I mean, good of you to admit that you're fine with generalizations about massive groups of disparate people, I guess, but I feel like you should see why this is bad without it being pointed out. It's certainly at odds with mainstream progressive opinion even a decade or two ago.

I suspect that the distinction is that it's okay to generalize about some groups but not others, right? Presumably based on where you perceive them to fall on some oppression hierarchy. Which plays right into what the other person is saying here about washing away the distinctions between individuals, which seems like a bizarre way to champion diversity.
If it was really that much of a generalisation, I would've just said all men, which is why I continued the sentence to talk about specific examples like Birds of Prey, where it at least seemed to make sense that the male villains of a movie set in the criminal underworld would act sexist towards the film's heroines.

Geez, this is some leap. Where have you demonstrated (or even attempted to argue) that reducing people to groups alleviates oppression? Or that practicing individualism perpetuates it? Seems like history is overflowing with counter-examples.

And that's one of the reasons the comic doesn't really address the point, by the way: it's not "hey things could be worse" (that's an obvious straw man). It's "all the institutions and principles you're chipping away at are responsible for almost all of the advances you claim to be for." That doesn't make them beyond reproach, but you'd think it'd prompt a little self-reflection about the relationship there, at minimum.
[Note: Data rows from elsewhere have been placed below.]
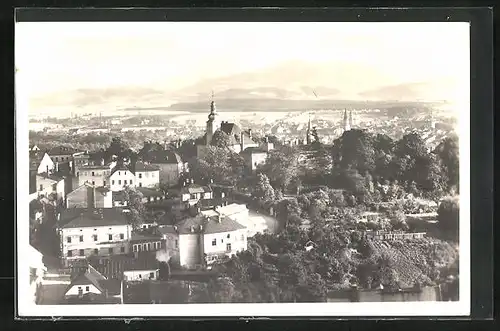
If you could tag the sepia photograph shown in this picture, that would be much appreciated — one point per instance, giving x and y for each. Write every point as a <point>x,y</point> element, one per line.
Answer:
<point>242,168</point>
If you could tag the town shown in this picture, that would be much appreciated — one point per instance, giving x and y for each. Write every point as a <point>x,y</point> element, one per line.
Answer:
<point>322,212</point>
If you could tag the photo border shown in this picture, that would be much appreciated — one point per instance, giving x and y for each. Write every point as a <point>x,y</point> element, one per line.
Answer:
<point>481,93</point>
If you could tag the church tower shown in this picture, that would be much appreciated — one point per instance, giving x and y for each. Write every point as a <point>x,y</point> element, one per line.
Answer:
<point>346,123</point>
<point>308,132</point>
<point>212,122</point>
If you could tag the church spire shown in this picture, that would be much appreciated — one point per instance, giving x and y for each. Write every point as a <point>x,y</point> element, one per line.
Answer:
<point>346,123</point>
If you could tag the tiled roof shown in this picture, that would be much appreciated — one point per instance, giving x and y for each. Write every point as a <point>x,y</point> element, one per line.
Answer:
<point>118,196</point>
<point>148,192</point>
<point>195,188</point>
<point>164,157</point>
<point>254,150</point>
<point>207,225</point>
<point>62,150</point>
<point>82,217</point>
<point>141,166</point>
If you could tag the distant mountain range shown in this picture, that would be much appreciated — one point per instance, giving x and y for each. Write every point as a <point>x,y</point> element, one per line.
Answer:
<point>295,85</point>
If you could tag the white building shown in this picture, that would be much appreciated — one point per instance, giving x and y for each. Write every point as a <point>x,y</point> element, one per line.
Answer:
<point>100,232</point>
<point>90,285</point>
<point>203,240</point>
<point>89,196</point>
<point>121,177</point>
<point>170,165</point>
<point>146,175</point>
<point>41,163</point>
<point>93,174</point>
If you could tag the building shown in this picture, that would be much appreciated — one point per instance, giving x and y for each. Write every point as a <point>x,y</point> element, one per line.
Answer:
<point>170,165</point>
<point>41,163</point>
<point>46,185</point>
<point>146,175</point>
<point>90,286</point>
<point>93,174</point>
<point>37,271</point>
<point>98,232</point>
<point>142,269</point>
<point>89,196</point>
<point>121,176</point>
<point>393,235</point>
<point>194,194</point>
<point>254,156</point>
<point>239,139</point>
<point>202,240</point>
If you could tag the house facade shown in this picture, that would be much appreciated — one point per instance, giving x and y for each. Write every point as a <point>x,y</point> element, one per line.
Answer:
<point>146,175</point>
<point>121,177</point>
<point>93,174</point>
<point>100,232</point>
<point>89,196</point>
<point>202,240</point>
<point>170,165</point>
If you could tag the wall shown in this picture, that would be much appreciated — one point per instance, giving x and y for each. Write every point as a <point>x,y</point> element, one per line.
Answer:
<point>45,163</point>
<point>140,275</point>
<point>189,250</point>
<point>172,246</point>
<point>169,173</point>
<point>99,178</point>
<point>74,290</point>
<point>117,180</point>
<point>147,178</point>
<point>237,239</point>
<point>102,244</point>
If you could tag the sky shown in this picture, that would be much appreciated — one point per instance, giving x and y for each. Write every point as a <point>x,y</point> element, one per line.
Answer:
<point>54,57</point>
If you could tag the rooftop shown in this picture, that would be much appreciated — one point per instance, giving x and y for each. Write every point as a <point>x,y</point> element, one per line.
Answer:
<point>141,166</point>
<point>62,150</point>
<point>83,217</point>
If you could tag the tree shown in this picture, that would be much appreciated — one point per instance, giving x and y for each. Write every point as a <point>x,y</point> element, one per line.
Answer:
<point>221,139</point>
<point>448,217</point>
<point>448,152</point>
<point>282,166</point>
<point>263,190</point>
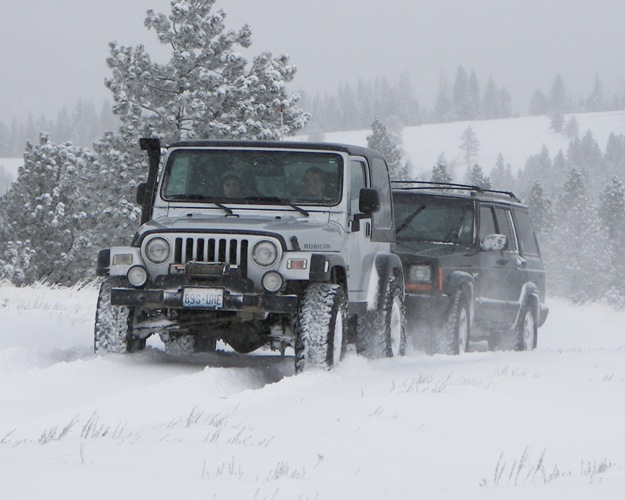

I suspect what's really going on is just a simple bait-and-switch, though, where someone questions whether one form of social justice is really wise or good, and you come back with some broadside about all oppression, as if it's all of a kind and to question any of it is support the entire status quo. I've called out this rhetorical move before (I did not get a response).
I mean, I'd have gladly let HollowMan explain that point himself - if that's his understanding of the "progressive worldview", then what exactly does he consider to be viable alternatives? Anyway, I was thinking that it was a matter of reclaiming what it meant to be arbitrarily put into a group according to individual characteristics so that it wasn't a matter of being reduced to one so much as finding solidarity in one and rejecting the idea that you were being reduced to anything, which stood in opposition to how I read HollowMan's claim that it's actually the progressives who actively want to split society into groups of oppressor and oppressed when the whole point is to acknowledge that that split was already there.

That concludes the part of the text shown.